Clarke designed the landscape architecture of the 1939 New York World's Fair, and he and his firm of Clarke & Rapuano were also deeply involved in the design of the 1964 New York World's Fair, which were both held at Flushing Meadows-Corona Park. For the 1964 exhibition, Clarke designed the Unisphere, and his company designed many of the fountains and statues in the park, as well as the "Garden of Meditation" exhibit.

Clarke was also appointed the landscape architect and engineer for the Garden State Parkway.

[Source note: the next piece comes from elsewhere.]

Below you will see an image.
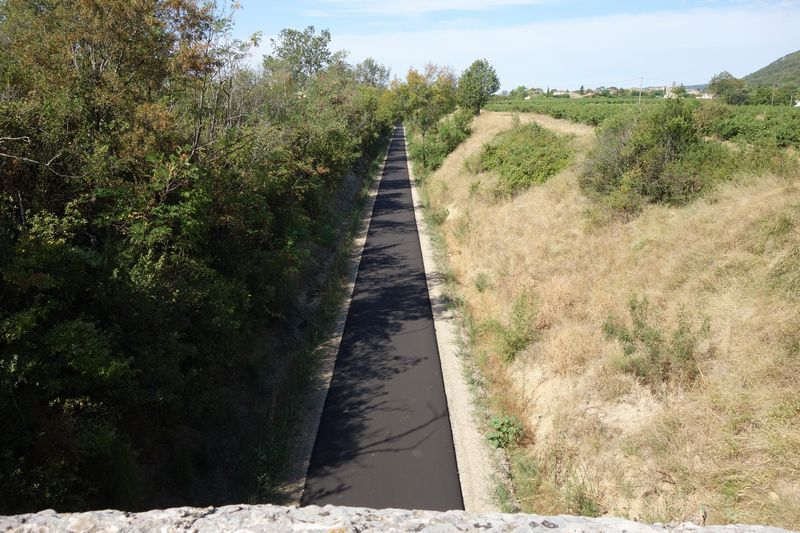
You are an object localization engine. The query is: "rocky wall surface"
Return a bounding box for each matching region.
[0,505,786,533]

He had closely worked with Robert Moses and combined the examples of the Pennsylvania Turnpike and the Merritt Parkway to give the highway an efficient and beautiful appearance.

In addition to his practice in New York, Clarke was appointed in 1932 to the U.S. Commission of Fine Arts in Washington, D.C., and served as its chairman from 1937 to 1950. He led the Commission in opposition to several controversial issues during this period, including the design of the neo-classical Jefferson Memorial by John Russell Pope, the siting of the new Pentagon complex near Arlington Cemetery, and the construction of the so-called "Truman Balcony" within the south portico of the White House. He was awarded the Frank P. Brown Medal in 1945 and was a member and Special Committee chairman for the American Academy in Rome from 1944 to 1945. In 1944, Clarke was elected into the National Academy of Design as an Associate Academician, and became a full Academician in 1946.

Clarke retired from his firm in 1972 and later consulted on the construction of the United Nations Headquarters. He also became a trustee of the American Museum of Natural History.

Clarke died on August 6, 1982, while aboard the ship Royal Viking Star on a cruise off the coast of Denmark. He was buried at Arlington Cemetery.